The Scriptures are full of verses that tell us that our lives here are like a vapor.
As if someone breathes in and then out. That short, that transient.
That understanding seems like reality today. Today, May 8, 2008, six months since the accident that took Christian from Elizabeth, his family, his friends. Six months since Christian is gone from this visible, tangible world. But not from life.
They were in Italy six months ago.
And it seems impossible that Elizabeth, and those of the rest of us who orbited his sphere, have continued on for six months. Six months is a long time, isn't it? It is almost two seasons, winter and spring. But we have continued on, and I don't know how.
How is it possible that we have laughed at all, we've played games, we've read books, we've spoken on the phone, we've given and attended parties, we've sung songs, we've been to church, gone to work, we've taken trips and gone on vacations, we've planned futures?
I can not think how she has done that. Continued on through the penetrating and paralyzing lonliness.

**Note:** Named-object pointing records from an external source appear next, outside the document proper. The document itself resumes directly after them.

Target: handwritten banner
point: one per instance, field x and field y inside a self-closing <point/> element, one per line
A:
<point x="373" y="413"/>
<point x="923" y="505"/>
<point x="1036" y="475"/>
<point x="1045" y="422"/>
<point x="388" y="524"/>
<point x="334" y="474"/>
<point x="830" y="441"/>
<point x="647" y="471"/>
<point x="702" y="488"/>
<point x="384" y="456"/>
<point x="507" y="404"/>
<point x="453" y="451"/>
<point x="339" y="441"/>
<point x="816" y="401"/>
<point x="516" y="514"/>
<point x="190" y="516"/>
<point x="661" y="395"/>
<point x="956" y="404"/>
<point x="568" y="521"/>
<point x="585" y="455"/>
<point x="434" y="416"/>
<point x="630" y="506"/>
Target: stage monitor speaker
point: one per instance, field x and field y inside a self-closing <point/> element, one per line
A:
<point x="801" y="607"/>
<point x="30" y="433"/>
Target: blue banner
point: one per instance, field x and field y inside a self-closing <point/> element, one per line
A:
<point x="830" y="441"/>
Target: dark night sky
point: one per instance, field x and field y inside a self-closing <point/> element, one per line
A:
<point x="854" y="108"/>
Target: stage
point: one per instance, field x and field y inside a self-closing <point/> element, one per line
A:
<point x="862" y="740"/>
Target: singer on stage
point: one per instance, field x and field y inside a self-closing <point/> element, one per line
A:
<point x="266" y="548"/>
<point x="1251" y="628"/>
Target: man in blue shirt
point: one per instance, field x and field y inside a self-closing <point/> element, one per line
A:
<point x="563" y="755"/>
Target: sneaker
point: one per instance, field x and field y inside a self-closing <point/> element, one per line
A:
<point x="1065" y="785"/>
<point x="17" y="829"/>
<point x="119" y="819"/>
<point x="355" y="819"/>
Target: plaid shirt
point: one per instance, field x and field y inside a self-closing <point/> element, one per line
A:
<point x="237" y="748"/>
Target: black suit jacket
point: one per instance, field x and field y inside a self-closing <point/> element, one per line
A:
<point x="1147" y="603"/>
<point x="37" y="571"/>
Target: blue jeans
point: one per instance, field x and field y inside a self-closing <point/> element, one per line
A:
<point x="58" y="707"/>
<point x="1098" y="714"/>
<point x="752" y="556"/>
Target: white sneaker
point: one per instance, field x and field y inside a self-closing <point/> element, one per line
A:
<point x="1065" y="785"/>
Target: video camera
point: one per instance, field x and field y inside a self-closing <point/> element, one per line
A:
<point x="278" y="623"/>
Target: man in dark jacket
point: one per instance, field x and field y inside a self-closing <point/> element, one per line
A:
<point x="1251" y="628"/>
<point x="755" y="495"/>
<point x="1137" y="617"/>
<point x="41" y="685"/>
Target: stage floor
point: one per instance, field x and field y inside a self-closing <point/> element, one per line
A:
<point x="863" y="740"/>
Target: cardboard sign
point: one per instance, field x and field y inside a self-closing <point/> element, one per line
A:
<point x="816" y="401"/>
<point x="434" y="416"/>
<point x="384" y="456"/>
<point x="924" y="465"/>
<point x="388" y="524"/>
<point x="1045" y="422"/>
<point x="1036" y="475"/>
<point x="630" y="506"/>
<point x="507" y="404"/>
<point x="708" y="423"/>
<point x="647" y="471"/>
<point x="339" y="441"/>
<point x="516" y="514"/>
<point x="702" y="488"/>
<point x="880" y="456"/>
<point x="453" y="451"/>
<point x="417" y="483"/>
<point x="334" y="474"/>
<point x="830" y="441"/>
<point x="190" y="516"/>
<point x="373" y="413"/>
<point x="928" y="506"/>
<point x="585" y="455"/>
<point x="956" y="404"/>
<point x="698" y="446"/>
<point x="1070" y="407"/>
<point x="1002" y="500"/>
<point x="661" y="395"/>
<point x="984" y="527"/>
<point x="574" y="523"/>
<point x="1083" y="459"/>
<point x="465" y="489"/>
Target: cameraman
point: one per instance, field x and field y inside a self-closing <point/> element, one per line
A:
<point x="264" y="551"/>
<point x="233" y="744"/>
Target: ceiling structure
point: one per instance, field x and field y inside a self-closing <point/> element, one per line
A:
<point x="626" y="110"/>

November 8th is indelibly engraven on my heart. The transatlanic phone call at 7:00am, tearing me violently out of a tender long sleep. I was asleep, and unaware of something going terribly wrong to those I cherish so far away. The prayer, the calling out to the One we know, the intercession, the arrival of our church family, my husband home from surgery in the morning, the waiting, the unwanted, unimaginable phone call, the packing, the flight to Paris then Venice, the running up the path to the house, the flinging into each others arms, the crying, the sadness, the grief, the loss.
And yet we seem surrounded by grace, and strength. From Him and from each other.
Our lives come to us moment by moment. We take time for granted; we've had a past, we are in our present and we plan for our future. That is how we understand this thing called time, moment by moment, and our experience of it. But life is a gift, a treasure, a fragile delight.
It seems as if Elizabeth has lost all her tomorrows with Christian, but God has not. He is always in the present. I AM. And all His days are now. I know that He will never for one instant forget her or the rest of us, the pain experienced, the seperation endured, the future unknown as yet.
So we mark this day. We think and we cry a bit. It is not a beginning or a middle or an ending, but a road marker. We stop and seek His face and more of His sustaining grace. We continue to need it, we hunger and thirst after it. We can not go on without it.
And we know that Light has shined in the darkness and the darkness could not put it out.